Background: The relationship between germline genetic variation and breast cancer survival is largely unknown, especially in understudied minority populations who often have poorer survival. Genome-wide association studies (GWAS) have interrogated breast cancer survival but often are underpowered due to subtype heterogeneity and clinical covariates and detect loci in non-coding regions that are difficult to interpret. Transcriptome-wide association studies (TWAS) show increased power in detecting functionally relevant loci by leveraging expression quantitative trait loci (eQTLs) from external reference panels in relevant tissues. However, ancestry- or race-specific reference panels may be needed to draw correct inference in ancestrally diverse cohorts. Such panels for breast cancer are lacking.
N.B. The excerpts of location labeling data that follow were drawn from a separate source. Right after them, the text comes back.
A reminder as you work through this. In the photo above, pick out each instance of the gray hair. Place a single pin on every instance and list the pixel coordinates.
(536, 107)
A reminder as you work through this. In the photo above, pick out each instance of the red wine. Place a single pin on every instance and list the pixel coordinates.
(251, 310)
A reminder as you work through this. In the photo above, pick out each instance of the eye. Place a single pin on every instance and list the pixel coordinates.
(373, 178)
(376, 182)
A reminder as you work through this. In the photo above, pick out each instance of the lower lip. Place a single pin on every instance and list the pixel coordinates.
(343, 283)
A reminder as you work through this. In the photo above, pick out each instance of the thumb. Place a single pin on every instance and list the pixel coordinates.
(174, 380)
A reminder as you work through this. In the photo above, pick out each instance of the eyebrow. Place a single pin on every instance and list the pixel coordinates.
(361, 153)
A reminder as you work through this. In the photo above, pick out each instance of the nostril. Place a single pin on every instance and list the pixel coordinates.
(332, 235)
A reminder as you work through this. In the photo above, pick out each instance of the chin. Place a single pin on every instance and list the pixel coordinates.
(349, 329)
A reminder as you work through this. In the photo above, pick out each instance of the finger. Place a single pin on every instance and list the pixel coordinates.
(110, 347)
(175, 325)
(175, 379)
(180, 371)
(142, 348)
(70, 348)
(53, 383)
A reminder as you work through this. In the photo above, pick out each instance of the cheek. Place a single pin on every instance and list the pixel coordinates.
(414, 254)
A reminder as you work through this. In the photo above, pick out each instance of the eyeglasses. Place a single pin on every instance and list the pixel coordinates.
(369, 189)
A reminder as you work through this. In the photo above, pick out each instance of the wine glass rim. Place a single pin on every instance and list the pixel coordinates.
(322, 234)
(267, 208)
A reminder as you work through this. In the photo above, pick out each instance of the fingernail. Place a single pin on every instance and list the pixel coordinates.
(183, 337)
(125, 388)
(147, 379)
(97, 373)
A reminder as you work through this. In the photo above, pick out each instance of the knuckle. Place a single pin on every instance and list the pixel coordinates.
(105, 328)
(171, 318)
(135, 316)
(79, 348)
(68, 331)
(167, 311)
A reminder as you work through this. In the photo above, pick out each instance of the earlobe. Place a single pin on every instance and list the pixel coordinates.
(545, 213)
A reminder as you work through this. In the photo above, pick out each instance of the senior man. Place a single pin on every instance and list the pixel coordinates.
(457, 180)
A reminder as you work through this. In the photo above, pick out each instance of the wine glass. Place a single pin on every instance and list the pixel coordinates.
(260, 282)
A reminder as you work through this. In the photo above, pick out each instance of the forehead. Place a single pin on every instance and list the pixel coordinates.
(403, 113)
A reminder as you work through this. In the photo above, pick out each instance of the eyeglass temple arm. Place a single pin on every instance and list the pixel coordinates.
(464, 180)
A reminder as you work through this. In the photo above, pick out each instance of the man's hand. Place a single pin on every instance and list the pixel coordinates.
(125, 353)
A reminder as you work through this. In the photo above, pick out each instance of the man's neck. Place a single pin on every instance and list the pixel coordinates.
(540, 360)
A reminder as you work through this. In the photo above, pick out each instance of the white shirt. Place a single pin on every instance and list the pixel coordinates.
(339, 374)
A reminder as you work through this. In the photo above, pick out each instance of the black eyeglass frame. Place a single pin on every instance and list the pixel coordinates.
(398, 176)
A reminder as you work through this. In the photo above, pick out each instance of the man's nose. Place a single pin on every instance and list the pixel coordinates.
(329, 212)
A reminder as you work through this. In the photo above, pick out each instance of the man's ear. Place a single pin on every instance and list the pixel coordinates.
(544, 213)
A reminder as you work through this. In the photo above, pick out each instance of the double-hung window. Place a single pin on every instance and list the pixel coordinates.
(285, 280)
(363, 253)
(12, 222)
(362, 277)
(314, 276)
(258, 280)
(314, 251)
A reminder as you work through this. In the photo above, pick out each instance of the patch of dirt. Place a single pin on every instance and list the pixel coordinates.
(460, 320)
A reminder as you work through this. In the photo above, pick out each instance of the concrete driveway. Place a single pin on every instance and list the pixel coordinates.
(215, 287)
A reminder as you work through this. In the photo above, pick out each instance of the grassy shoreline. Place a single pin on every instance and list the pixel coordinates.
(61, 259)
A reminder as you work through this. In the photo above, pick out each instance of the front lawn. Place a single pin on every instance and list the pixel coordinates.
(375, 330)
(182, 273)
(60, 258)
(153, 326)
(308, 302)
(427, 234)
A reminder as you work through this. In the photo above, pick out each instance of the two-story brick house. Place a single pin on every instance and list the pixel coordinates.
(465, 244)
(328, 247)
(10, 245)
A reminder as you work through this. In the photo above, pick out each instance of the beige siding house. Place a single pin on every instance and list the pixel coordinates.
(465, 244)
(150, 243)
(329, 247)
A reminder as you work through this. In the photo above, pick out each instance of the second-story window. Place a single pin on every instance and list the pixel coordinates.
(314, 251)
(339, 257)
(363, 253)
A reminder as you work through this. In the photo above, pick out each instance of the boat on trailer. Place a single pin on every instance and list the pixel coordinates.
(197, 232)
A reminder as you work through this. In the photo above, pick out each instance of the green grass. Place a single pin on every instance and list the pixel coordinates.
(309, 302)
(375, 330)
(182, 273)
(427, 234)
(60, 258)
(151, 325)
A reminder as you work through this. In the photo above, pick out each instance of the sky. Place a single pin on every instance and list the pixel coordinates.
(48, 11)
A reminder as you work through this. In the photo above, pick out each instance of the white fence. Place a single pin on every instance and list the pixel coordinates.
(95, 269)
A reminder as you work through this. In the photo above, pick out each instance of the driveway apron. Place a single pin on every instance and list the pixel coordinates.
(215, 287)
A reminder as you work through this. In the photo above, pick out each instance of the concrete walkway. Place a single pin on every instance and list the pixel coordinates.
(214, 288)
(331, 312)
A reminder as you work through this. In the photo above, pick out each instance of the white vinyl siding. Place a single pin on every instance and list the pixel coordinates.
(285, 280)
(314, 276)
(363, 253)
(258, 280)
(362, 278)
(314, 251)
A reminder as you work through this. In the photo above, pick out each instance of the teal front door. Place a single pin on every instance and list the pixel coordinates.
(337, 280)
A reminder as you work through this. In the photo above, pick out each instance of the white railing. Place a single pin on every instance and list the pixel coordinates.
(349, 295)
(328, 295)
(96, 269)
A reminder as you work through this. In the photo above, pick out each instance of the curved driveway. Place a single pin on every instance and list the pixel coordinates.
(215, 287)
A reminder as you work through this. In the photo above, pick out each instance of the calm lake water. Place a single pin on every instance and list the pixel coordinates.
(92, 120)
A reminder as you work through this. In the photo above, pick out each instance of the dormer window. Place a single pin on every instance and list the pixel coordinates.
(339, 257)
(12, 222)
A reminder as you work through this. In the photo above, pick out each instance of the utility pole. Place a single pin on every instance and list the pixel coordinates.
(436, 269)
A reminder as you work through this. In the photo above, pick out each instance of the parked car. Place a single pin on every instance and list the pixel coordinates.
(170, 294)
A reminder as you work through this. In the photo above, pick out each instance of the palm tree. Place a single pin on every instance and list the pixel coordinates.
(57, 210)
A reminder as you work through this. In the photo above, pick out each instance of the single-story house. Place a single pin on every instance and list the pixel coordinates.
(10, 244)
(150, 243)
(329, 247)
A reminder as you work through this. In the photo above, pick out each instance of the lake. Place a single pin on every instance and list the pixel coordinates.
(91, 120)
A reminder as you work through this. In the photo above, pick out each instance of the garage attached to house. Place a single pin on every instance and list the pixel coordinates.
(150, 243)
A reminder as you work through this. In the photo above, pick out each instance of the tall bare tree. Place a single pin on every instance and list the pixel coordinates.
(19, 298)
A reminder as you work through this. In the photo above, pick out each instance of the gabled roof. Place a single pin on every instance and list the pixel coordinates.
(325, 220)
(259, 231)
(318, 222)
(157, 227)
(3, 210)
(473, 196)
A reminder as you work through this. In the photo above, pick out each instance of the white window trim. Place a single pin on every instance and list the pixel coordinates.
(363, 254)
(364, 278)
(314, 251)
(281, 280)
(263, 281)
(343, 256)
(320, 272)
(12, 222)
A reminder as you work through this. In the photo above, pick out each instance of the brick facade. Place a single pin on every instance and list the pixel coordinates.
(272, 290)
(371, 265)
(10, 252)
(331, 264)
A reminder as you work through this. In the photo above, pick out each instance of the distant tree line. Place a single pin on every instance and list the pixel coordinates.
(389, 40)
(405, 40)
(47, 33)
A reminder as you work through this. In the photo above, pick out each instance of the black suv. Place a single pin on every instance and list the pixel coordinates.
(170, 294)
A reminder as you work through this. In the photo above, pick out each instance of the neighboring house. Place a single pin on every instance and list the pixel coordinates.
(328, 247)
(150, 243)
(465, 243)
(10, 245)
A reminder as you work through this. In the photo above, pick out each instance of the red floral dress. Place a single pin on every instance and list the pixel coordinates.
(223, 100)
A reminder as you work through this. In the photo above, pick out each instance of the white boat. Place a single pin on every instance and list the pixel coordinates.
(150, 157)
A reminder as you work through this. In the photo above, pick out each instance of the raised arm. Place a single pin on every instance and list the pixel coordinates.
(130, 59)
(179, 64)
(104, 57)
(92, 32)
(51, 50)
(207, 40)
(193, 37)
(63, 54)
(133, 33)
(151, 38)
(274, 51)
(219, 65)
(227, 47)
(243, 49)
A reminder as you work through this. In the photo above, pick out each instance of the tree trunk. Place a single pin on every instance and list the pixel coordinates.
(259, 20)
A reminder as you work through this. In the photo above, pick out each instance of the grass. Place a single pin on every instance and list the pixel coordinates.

Results: We provide a framework for TWAS for breast cancer in diverse populations, using data from the Carolina Breast Cancer Study (CBCS), a population-based cohort that oversampled black women. We perform eQTL analysis for 406 breast cancer-related genes to train race-stratified predictive models of tumor expression from germline genotypes. Using these models, we impute expression in independent data from CBCS and TCGA, accounting for sampling variability in assessing performance. These models are not applicable across race, and their predictive performance varies across tumor subtype. Within CBCS (N = 3,828), at a false discovery-adjusted significance of 0.10 and stratifying for race, we identify associations in black women near AURKA, CAPN13, PIK3CA, and SERPINB5 via TWAS that are underpowered in GWAS.
Conclusions: We show that carefully implemented and thoroughly validated TWAS is an efficient approach for understanding the genetics underpinning breast cancer outcomes in diverse populations.
Keywords: Breast cancer; Expression quantitative trait loci (eQTL); Polygenic traits; Survival; Transcriptome-wide analysis (TWAS).